Monday, April 23, 2012

Your Thoughts Are Not Real

Your thoughts, and the stories they produce, are not real, simply because they come and go, and what is real—you, existing here now—is always present.

You thoughts may, however, be true.

You have a story—a collection of thoughts—to describe what you were doing in the hour before you read this. If your story is accurate, then it’s a true story. But no matter how true a story is—about what happened to you or someone else, or what you did yesterday or two weeks ago—it is still not real. It is just a story, a memory, and maybe even a fabrication, something you imagined to be true.

What is real is what is actually here, right now. It exists right now. It can be perceived by the senses right now—for example an event that is happening now, such as the sun shining through your window, or the rain pouring down outside, or an emotion or a sensation that you are feeling in this moment.

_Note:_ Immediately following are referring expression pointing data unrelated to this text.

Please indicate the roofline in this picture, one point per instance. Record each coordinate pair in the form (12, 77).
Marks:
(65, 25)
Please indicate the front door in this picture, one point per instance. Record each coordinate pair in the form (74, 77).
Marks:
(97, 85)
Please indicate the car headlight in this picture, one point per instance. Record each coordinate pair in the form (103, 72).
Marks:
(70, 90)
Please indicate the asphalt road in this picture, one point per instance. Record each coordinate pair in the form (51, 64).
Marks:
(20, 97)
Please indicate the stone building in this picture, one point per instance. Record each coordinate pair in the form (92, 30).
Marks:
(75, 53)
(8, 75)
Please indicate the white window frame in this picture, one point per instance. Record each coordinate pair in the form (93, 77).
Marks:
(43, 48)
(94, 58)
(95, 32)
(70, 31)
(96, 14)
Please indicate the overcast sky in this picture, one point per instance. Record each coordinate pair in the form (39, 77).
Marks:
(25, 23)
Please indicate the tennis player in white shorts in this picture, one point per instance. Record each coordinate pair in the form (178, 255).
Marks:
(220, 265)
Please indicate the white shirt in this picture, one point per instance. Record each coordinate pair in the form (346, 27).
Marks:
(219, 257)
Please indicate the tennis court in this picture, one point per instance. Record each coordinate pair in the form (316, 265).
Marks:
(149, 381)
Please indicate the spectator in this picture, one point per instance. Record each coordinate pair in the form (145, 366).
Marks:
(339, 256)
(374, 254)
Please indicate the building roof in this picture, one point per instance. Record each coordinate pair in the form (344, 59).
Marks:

This level of reality, what is happening now, I call the “relative reality,” or the “small r” (as in lower case) reality. It is marked by the distinction that while it can be perceived by the senses—i.e. it can be seen, felt, touched, tasted, or smelled—it too, like thoughts and concepts themselves, changes, comes and goes.

In fact, when you really contemplate it, literally everything is governed by the law of change. Everything. Your body has changed. You’re older, you’re physically different; maybe you even have more lines and wrinkles on your face. You thoughts, sensations, feelings, and emotions are always changing. Even your beliefs change, unless you are inclined to fundamentalism, and adhere to a particular belief to the extent you take it as the gospel truth. Certainly your relationships and friendships have changed over the years. And circumstances and events are changing all the time…

So, is there anything that doesn’t change? Yes, there is one “thing” that doesn’t change, that is constant, timeless, and ever-present—in a word, changeless. And what is that? You. Who and what you most essentially are does not change. Or, more correctly, the awareness that you are, the awareness that you exist, does not change.

Monday, April 16, 2012

Getting Free of the Victim Story

A victim, in the most dramatic case, is someone who tells their story of loss and suffering over and over again to anyone who will listen. Not coincidentally, there is usually a lot of “drama” in their story. They may be a victim of some recent circumstance, or of a long-ago situation, such as something that happened in their childhood.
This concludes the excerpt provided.